Semakin tinggi kesadaran masyarakat terhadap ancaman perubahan iklim, semakin mudah langkah-langkah mitigasi dapat dilakukan secara bersamaan di seluruh dunia. Sebaliknya, jika seseorang atau komunitas tertutup terhadap informasi tentang perubahan iklim, hal ini dapat membawa konsekuensi serius, tidak hanya bagi mereka sendiri, tetapi juga bagi masyarakat yang lebih luas.

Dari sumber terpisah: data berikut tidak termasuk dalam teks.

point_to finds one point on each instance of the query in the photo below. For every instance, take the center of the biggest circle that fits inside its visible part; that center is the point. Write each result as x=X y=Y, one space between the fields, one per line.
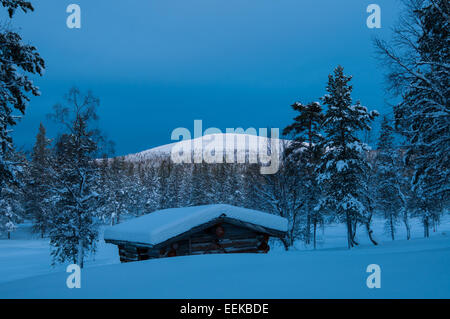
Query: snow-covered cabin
x=195 y=230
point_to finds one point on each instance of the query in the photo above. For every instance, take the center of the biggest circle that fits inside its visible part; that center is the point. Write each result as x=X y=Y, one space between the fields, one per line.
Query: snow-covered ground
x=419 y=268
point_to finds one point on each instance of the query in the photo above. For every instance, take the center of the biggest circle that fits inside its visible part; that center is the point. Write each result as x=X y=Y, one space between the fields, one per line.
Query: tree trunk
x=370 y=232
x=426 y=227
x=315 y=230
x=80 y=253
x=285 y=243
x=408 y=229
x=391 y=225
x=308 y=229
x=349 y=232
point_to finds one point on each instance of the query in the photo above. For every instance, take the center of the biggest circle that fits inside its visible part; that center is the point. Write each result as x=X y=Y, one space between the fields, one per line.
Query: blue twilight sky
x=160 y=64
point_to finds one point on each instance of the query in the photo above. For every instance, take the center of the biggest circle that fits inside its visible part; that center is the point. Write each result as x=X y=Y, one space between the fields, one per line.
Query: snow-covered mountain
x=225 y=143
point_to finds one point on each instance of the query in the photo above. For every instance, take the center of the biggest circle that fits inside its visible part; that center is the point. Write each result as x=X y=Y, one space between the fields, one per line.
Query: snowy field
x=419 y=268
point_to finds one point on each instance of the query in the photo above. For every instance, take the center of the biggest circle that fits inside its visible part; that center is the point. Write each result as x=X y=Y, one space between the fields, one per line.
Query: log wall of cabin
x=235 y=239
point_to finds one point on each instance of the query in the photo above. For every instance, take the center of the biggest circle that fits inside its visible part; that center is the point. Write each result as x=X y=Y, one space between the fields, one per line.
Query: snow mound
x=159 y=226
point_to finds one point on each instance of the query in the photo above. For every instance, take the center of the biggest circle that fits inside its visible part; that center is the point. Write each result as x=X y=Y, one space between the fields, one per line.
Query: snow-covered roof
x=159 y=226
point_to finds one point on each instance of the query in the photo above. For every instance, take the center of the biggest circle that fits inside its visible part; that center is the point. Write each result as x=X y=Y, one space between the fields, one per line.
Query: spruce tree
x=40 y=182
x=305 y=148
x=343 y=171
x=391 y=179
x=418 y=61
x=17 y=61
x=74 y=229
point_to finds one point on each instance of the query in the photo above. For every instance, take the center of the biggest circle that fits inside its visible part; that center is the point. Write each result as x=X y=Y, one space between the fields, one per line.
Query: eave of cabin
x=221 y=219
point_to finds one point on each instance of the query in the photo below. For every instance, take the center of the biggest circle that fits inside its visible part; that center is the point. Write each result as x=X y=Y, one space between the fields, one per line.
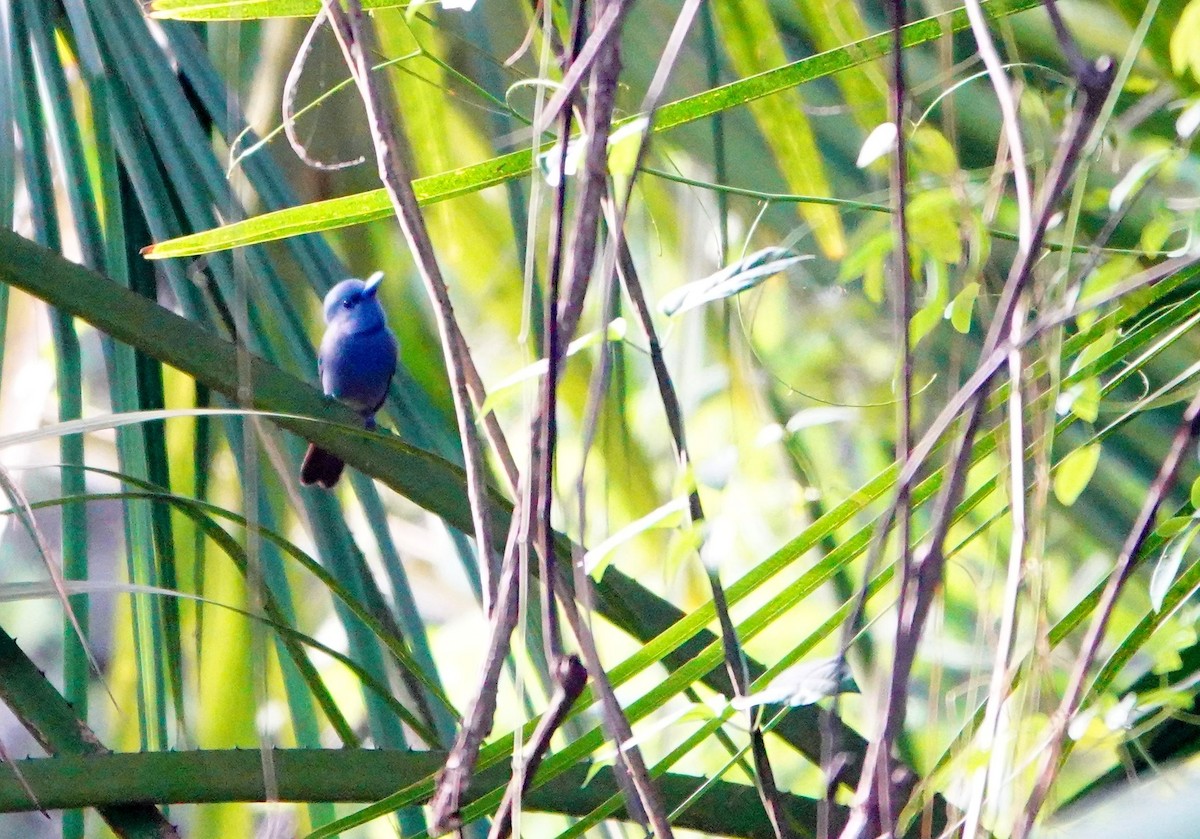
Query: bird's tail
x=321 y=467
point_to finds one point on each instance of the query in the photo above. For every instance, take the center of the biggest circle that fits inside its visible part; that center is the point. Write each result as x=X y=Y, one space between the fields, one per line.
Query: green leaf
x=1168 y=565
x=731 y=280
x=754 y=45
x=963 y=306
x=934 y=151
x=364 y=207
x=249 y=10
x=1186 y=42
x=1074 y=472
x=934 y=225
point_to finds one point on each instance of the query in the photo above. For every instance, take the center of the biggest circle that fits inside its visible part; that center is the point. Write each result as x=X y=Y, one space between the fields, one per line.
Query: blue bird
x=355 y=364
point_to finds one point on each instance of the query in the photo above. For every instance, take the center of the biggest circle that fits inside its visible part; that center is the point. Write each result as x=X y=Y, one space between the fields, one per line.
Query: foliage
x=730 y=451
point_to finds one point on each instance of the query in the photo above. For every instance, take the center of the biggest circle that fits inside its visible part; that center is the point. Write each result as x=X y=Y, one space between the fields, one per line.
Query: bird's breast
x=357 y=367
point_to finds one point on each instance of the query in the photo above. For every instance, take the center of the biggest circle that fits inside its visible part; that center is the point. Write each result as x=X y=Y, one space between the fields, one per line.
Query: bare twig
x=353 y=31
x=1131 y=555
x=927 y=579
x=289 y=97
x=570 y=679
x=477 y=723
x=875 y=784
x=1007 y=101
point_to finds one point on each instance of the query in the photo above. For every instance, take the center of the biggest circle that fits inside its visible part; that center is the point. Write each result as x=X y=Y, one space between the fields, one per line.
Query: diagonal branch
x=1129 y=558
x=354 y=36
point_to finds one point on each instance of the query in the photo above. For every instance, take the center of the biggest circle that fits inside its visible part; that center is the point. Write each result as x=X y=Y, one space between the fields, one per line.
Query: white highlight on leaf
x=669 y=515
x=731 y=280
x=803 y=683
x=880 y=142
x=1188 y=121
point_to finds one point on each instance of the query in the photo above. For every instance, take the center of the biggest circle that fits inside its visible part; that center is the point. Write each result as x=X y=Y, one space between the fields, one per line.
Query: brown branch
x=1129 y=558
x=917 y=598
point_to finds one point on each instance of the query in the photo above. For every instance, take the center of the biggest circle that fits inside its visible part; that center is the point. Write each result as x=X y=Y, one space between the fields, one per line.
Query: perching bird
x=355 y=363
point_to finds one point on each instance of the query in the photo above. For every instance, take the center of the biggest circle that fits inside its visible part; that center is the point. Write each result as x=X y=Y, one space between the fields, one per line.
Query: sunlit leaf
x=731 y=280
x=961 y=307
x=803 y=683
x=880 y=142
x=1074 y=473
x=1168 y=565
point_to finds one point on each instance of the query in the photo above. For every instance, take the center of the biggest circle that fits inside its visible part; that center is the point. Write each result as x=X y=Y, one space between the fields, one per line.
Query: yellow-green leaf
x=753 y=42
x=1186 y=41
x=1074 y=473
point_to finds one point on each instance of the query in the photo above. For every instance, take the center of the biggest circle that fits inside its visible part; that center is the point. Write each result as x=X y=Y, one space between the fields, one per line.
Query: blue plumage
x=357 y=361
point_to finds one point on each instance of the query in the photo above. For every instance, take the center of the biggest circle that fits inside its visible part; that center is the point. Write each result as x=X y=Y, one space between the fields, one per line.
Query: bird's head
x=353 y=301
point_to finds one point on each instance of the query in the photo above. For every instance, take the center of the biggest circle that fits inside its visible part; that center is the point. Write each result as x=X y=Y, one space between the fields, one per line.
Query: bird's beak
x=372 y=285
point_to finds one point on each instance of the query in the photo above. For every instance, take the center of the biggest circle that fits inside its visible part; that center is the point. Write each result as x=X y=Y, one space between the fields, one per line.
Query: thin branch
x=477 y=723
x=355 y=37
x=916 y=600
x=1129 y=558
x=570 y=679
x=875 y=785
x=1007 y=101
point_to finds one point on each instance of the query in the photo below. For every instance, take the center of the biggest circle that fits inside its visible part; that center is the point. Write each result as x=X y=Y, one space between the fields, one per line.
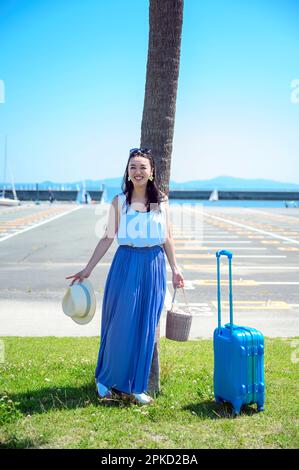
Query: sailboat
x=6 y=201
x=213 y=196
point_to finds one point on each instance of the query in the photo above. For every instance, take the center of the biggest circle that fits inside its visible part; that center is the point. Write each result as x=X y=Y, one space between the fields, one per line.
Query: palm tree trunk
x=157 y=128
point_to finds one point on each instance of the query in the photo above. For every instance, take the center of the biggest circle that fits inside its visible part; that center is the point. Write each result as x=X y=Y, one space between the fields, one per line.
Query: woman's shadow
x=45 y=399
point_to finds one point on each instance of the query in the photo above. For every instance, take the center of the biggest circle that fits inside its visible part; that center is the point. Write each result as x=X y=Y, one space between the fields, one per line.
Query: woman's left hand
x=177 y=279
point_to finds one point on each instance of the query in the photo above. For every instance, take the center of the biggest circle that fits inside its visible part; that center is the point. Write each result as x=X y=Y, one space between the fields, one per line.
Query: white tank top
x=141 y=228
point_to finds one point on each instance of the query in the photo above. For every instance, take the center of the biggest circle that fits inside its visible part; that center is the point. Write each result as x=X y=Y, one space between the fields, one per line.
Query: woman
x=136 y=283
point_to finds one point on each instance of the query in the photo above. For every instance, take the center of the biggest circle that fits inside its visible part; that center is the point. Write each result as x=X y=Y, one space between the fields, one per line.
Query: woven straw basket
x=178 y=324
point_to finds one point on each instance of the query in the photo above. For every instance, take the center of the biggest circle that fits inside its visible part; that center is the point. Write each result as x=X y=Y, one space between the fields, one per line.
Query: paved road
x=41 y=245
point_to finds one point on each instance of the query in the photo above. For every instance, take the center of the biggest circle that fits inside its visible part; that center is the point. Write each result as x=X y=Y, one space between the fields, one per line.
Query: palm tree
x=157 y=128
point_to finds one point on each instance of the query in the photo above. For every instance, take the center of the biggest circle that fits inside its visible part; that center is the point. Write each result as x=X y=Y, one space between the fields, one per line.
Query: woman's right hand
x=79 y=276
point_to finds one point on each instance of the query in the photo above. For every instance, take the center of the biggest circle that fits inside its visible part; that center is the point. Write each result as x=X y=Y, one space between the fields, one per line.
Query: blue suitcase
x=238 y=357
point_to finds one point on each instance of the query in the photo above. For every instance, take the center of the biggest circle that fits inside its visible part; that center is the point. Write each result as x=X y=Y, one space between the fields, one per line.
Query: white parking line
x=39 y=224
x=248 y=227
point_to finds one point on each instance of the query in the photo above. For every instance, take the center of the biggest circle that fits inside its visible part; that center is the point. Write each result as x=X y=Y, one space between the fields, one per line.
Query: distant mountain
x=220 y=183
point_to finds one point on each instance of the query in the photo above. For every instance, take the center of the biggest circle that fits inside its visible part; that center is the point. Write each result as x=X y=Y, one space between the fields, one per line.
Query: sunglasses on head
x=137 y=151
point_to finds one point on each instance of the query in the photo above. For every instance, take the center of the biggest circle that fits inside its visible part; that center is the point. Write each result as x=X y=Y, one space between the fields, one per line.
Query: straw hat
x=79 y=302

Namun, masih ada sebagian individu yang bersikap acuh tak acuh dan tidak berkontribusi dalam upaya menurunkan laju pemanasan iklim. Dalam jurnal The Psychology of Climate Anxiety tahun 2021, terdapat empat istilah psikologis yang menggambarkan rendahnya partisipasi individu dalam isu ini.
Empat istilah yang disebutkan, yaitu faulty alarm hypothesis, social dilemma, ecopsychology, dan psychoanalysis, menggambarkan bagaimana sebagian orang masih jauh dari partisipasi aktif dalam melindungi lingkungan dari dampak perubahan iklim. Dalam konteks psikoanalisis, penolakan dan sikap apatis seringkali menjadi bentuk perlindungan diri.
Oleh karena itu, penting bagi setiap individu untuk mengelola rasa cemas, takut, dan khawatir yang muncul akibat ketidakpastian global akibat perubahan iklim dengan cara yang seimbang dan bijak. Selain itu, kita semua perlu semakin terbuka dan peka terhadap kondisi degradasi lingkungan yang sedang terjadi.
Meningkatkan literasi, terlibat dalam diskusi, dan berperan aktif dalam upaya menyelamatkan lingkungan, bahkan dengan langkah sederhana, dapat memberikan manfaat bagi diri sendiri dan lingkungan sekitar. Hal ini dapat menularkan semangat kolaborasi di antara kita untuk terus beradaptasi dan mengambil tindakan mitigasi terhadap perubahan iklim yang sedang kita hadapi.
Demikian artikel kesadaran menghadapi perubahan iklim, semoga membantu kita semua.